Earlier this year, the California legislature–one of the few that still seems consumer friendly–extended those short-sale anti-deficiency restrictions to all lienholders who approve short sales. What does this mean? It means any lender that approves a short sale is statutorily prohibited from coming after the borrower later for a deficiency.  Refis, seconds, thirds, HELOCs, so-called 80/20 seconds, home improvement loans, etc.  Bring ’em on.  If the lien-holder approves the short sale, no deficiency.  It’s the law!  It’s codified in CCP 580e.  But beware:  The lender must approve the short sale or the statute won’t apply.  (Of course, if you think about it, that’s sort a non-issue:  The essence of a short sale is such that it’s impossible if any lien holder withholds approval.)

Also, this only applies to California property. Lenders are still playing games in other states–here in the Western States–most notoriously Arizona.  I call this the game of “Bankers Keeping their Fingers Crossed Behind their Backs,” [see clever illustration above] as they give you an approval with one paragraph and stick it right back at you with the other. To put it nicely, it’s unscrupulous. Is it legal? Well, in places like Arizona it is. But not in California any more.

Read your short sale approval letter very carefully.

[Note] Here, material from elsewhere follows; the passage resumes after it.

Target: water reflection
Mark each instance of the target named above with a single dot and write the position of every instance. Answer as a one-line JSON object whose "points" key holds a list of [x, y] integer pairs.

What  you’re looking for is language that states either that the bank is “waiving” any deficiency, or that you are expressly “released” from further liability on the loan. If you think you might be seeing that language, but are not sure, call a lawyer for pete’s sake.  It’s worth a few hundred dollars to sleep peacefully at night.  (And don’t complain about your lawyer wanting to get paid for that opinion: She’s putting her reputation, personal fortune and insurance coverage on the line in giving you that comfort.)

I still don’t like short sales.  For a lot of reasons. But at least this eliminates one of the nastier and unexpected side-effects here in the Golden State.